O godzinie 11:00 w miejscowym kościele parafialnym rozpocznie się ostatnie pożegnanie Dominika – 15-letniego harcerza, którego tragiczna śmierć podczas obozu wstrząsnęła całym krajem. Wobec ogromnego poruszenia, jakie wywołało to wydarzenie, jego rodzina prosi o jedno: aby w dniu pogrzebu zostawić im przestrzeń na żałobę bez obecności kamer i mikrofonów.

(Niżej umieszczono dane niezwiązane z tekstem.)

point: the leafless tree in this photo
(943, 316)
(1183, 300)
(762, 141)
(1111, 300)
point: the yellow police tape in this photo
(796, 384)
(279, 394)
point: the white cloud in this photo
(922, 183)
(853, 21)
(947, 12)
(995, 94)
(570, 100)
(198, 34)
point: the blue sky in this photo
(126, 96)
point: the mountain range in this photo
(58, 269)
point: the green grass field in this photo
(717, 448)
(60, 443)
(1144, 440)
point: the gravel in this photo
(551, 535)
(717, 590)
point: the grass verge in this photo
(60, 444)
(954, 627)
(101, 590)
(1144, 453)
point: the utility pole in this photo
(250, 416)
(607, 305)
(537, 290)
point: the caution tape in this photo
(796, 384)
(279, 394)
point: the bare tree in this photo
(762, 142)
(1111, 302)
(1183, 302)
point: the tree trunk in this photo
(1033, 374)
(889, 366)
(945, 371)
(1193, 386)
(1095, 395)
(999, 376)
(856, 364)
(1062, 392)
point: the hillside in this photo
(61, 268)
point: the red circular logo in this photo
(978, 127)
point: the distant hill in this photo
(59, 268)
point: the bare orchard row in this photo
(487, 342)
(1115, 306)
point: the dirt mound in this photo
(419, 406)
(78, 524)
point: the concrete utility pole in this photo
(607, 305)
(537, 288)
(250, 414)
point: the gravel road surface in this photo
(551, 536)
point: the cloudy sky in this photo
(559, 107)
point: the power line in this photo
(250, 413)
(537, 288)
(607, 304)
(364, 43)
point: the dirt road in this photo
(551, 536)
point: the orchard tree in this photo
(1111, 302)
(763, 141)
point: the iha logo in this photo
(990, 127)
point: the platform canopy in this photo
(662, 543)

Rodzice chłopca wystosowali oficjalny apel, w którym stanowczo, ale z godnością zwrócili się do mediów:
„W tej chwili naszym największym pragnieniem jest godne i spokojne pożegnanie Syna, w gronie najbliższych. Liczymy na zrozumienie i szacunek wobec naszej decyzji.”

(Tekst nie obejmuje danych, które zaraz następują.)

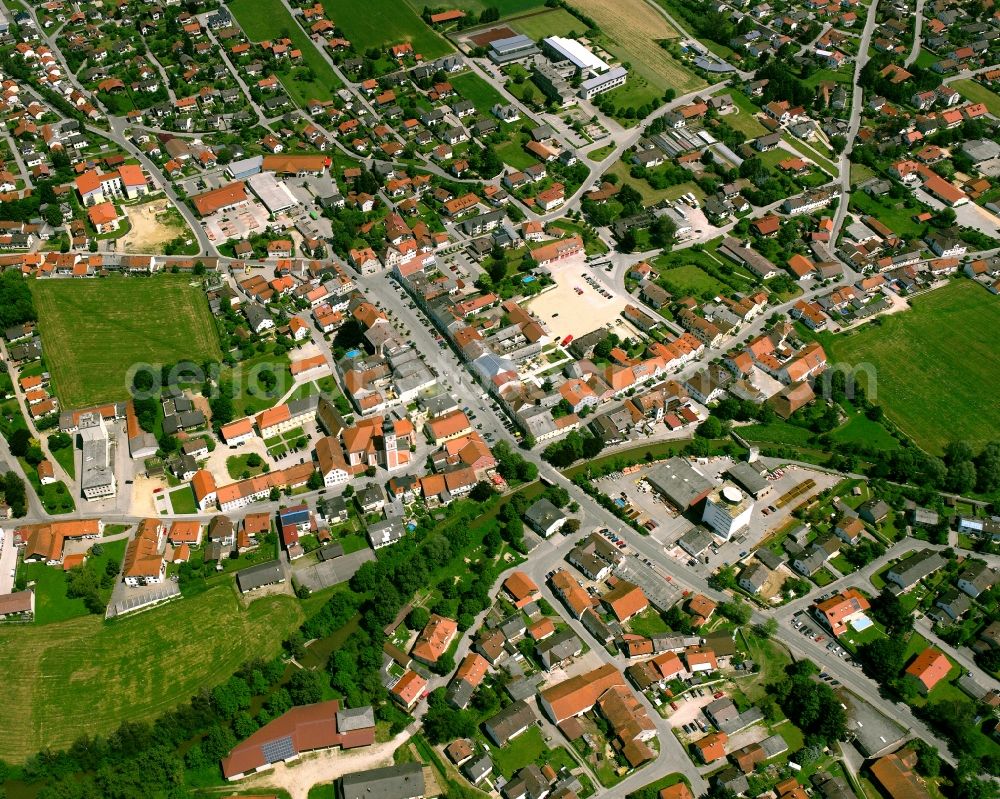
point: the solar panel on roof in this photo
(279, 749)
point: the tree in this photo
(306, 687)
(882, 659)
(418, 618)
(481, 492)
(928, 758)
(887, 609)
(19, 441)
(988, 468)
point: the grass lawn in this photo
(636, 92)
(268, 19)
(632, 31)
(893, 213)
(182, 500)
(744, 121)
(51, 603)
(65, 458)
(654, 788)
(978, 93)
(556, 22)
(862, 430)
(525, 749)
(513, 154)
(593, 245)
(102, 673)
(845, 75)
(860, 173)
(94, 331)
(777, 433)
(478, 92)
(914, 355)
(691, 279)
(648, 623)
(251, 398)
(237, 466)
(380, 23)
(476, 7)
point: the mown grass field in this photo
(745, 122)
(269, 19)
(634, 30)
(93, 331)
(379, 23)
(553, 22)
(477, 91)
(88, 676)
(476, 7)
(978, 93)
(935, 365)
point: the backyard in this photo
(269, 19)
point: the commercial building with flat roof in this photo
(513, 48)
(680, 483)
(604, 82)
(571, 50)
(727, 510)
(275, 195)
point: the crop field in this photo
(379, 23)
(93, 331)
(935, 365)
(269, 19)
(634, 28)
(554, 22)
(474, 8)
(87, 676)
(978, 93)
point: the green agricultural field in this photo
(935, 365)
(557, 22)
(474, 8)
(897, 214)
(380, 23)
(978, 93)
(744, 122)
(87, 676)
(269, 19)
(691, 279)
(478, 92)
(93, 331)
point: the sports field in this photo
(978, 93)
(93, 331)
(635, 29)
(935, 365)
(269, 19)
(378, 23)
(88, 676)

Zaznaczyli również, że nie chcą, by pogrzeb był rejestrowany, transmitowany czy komentowany publicznie. Podkreślili, że choć są świadomi ogromnego zainteresowania mediów, w tym szczególnym momencie najważniejsze są intymność i cisza.

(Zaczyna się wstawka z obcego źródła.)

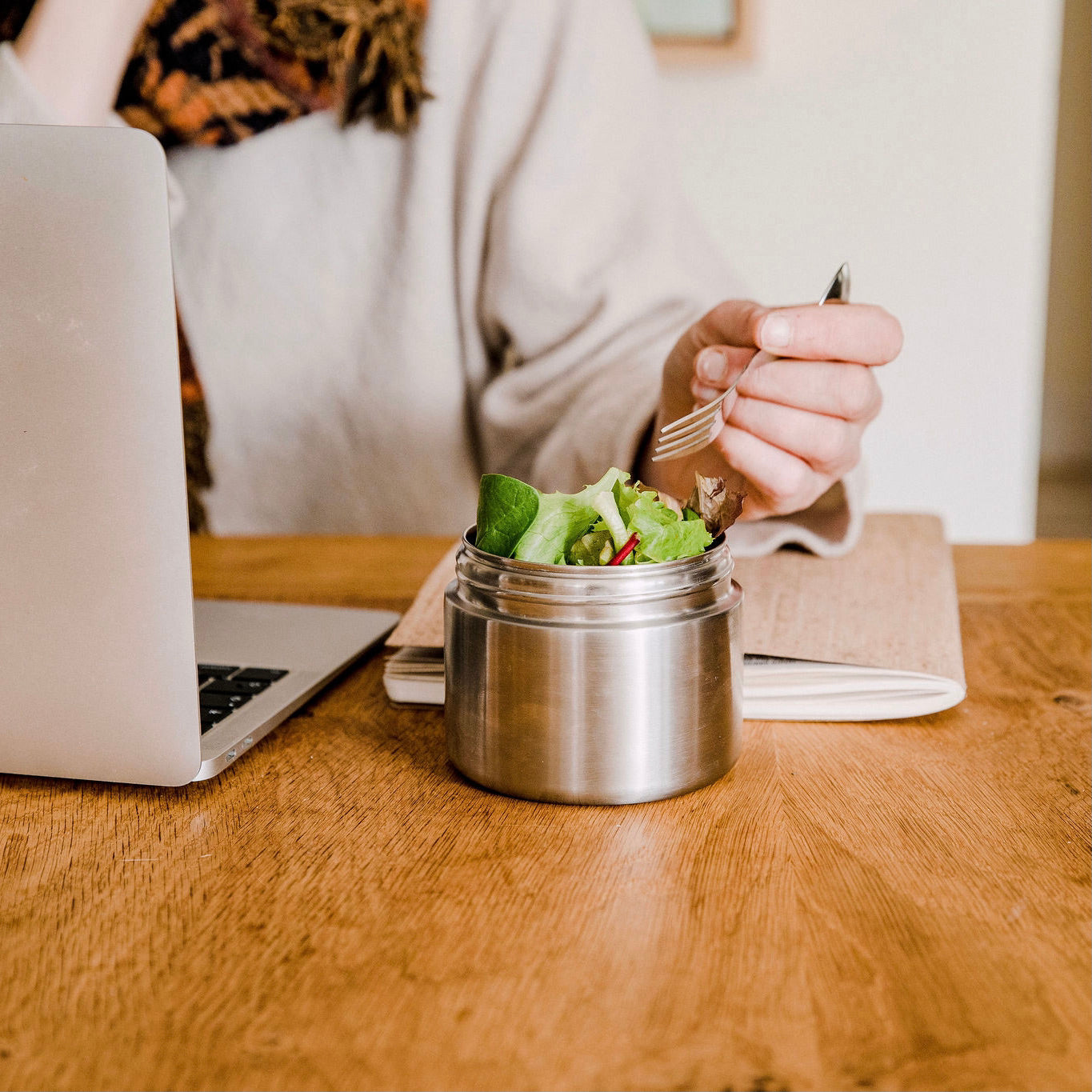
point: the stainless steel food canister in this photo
(593, 685)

Dominik zginął w nocy z 23 na 24 lipca, podczas próby zdobycia sprawności „Doskonałego pływaka” na obozie harcerskim nad jeziorem Ośno. Miał przepłynąć jezioro w pełnym umundurowaniu. Gdy zgasła jego czołówka, zniknął pod wodą. Ciało odnaleziono dopiero o świcie. W akcji mieli uczestniczyć zarówno drużynowy, jak i ratownik WOPR – obaj usłyszeli już zarzuty.
Wyniki kontroli kuratorium wskazały na poważne uchybienia w organizacji obozu. W efekcie placówka została zamknięta, a śledztwo wciąż trwa.
Pogrzeb w Witoszowie Dolnym będzie miał charakter zamknięty. Rodzina podkreśla, że to nie wydarzenie medialne, ale osobista tragedia, którą chcą przeżyć w milczeniu, we wspólnocie z tymi, którzy znali Dominika jako chłopca – nie jako postać z nagłówków.